California’s ABC Test: The Fundamentals
California. Great place for movie stars, techies and wine lovers. But not such a great place if you’re an owner-operator or motor carrier that relies on them, thanks to the California Supreme Court’s 2018 decision in Dynamex Operations West, Inc., case.
Essentially, in what is being labeled a landmark decision, it classifies all independent contractors (ICs) as employees unless companies can demonstrate otherwise based on the so-called ABC test. Unfortunately, this won’t be an easy test to pass for most of California’s 70,000+ owner-operators. That puts drivers and motor carriers in the Golden State in the dark about what to do—or if they should do anything at all.
What the Heck is the Dynamex Case?
The Dynamex ruling changed the rather open-ended and long-prevailing S.G.Borello and Sons precedent of nearly 30 years. Now, the burden is on companies to prove drivers are ICs by demonstrating they pass the ABC test:
A) the worker is free from the control and direction of the employer
B) the worker is doing a job that’s outside the employer’s main business and
C) the worker ordinarily operates in an independently established trade, occupation or business.
Greg Feary, a partner in the Indianapolis-based trucking law firm of Scopelitis, Light, Hanson & Feary, P.C., says the second one, the so-called “B prong” is the hard one for motor carriers! Plaintiffs’ attorneys seeking reclassification of their clients to employee status assert that motor carriers do what owner-operators do—an assertion made by the attorneys in the Dynamex case.
Who Should be Concerned?
If the ABC test is enforced, motor carriers will have to respond. “Making” their owner-operator drivers into employees is only one option and it is contingent on whether these drivers want to join the company’s ranks. The vast majority of them value their independence. Otherwise, they would take one of the numerous employee driver jobs available in California and across the country.
Shippers and retailers should also be concerned. According to Feary, this is because of Bill 1402 in California which essentially holds shippers liable when their motor carriers don’t pay their wage and hour violations. In other words, retailers could be held responsible if their carrier misclassifies its drivers, gets penalized and doesn’t pay.
What’s the Risk to Carriers?
Civil penalties for misclassifying In California range from $5,000 to $25,000 per violation.
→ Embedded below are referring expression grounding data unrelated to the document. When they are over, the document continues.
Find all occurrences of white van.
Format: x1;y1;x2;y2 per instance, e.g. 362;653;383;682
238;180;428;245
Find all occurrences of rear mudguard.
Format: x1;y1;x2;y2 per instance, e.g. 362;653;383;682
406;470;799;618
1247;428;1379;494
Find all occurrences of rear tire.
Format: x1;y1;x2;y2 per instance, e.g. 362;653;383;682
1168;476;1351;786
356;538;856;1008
Businesses can also be on the hook for paying back taxes, interest on back-pay and FICA taxes that weren’t withheld. And if it can be proven that the misclassification was intentional, there could be criminal and civil penalties.
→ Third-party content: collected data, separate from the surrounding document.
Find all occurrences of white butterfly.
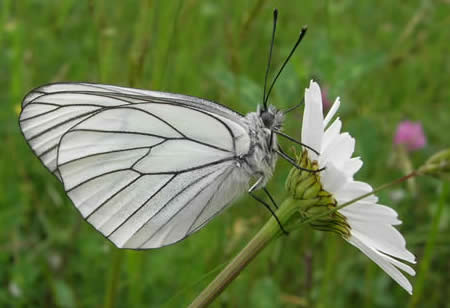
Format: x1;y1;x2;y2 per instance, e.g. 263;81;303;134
19;82;290;249
19;13;314;249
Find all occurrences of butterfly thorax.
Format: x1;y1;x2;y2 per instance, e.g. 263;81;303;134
242;105;284;189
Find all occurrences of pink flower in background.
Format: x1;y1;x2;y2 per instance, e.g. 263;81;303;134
321;86;331;111
394;121;426;151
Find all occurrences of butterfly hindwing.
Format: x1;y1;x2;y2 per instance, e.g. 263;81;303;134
20;83;252;248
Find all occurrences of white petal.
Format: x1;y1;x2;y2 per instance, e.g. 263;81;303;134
323;97;340;128
339;201;401;225
377;250;416;276
342;157;363;178
322;118;342;153
320;161;349;193
301;80;324;160
349;221;416;263
320;132;355;169
347;236;413;294
335;180;378;203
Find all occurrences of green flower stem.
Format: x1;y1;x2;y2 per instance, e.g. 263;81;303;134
188;198;315;308
408;182;448;308
104;249;124;308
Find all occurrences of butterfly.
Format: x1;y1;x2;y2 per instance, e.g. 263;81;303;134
18;11;316;249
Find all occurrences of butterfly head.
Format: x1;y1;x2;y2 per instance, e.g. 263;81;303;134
259;104;284;131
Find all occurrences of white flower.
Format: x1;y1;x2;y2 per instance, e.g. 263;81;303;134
301;80;416;294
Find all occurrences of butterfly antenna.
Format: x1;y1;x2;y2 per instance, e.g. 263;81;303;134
264;26;308;107
282;98;304;114
263;9;278;111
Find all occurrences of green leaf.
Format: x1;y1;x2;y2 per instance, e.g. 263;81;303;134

What is a Motor Carrier to do?
Feary laid out the options this way. First, if you’re a motor carrier and you doubt you’ll be able to prove your drivers perform distinct and different work than you offer as a motor carrier, you could hire them as employees.
Your second option, according to Feary, is becoming a property broker or third-party logistics provider (3PL) and tendering freight to motor carriers. If the drivers operating as independent businesses want to obtain motor carrier authority, he explains, that would create a compelling argument that those businesses have the requisite distinction in the trade occupation or profession.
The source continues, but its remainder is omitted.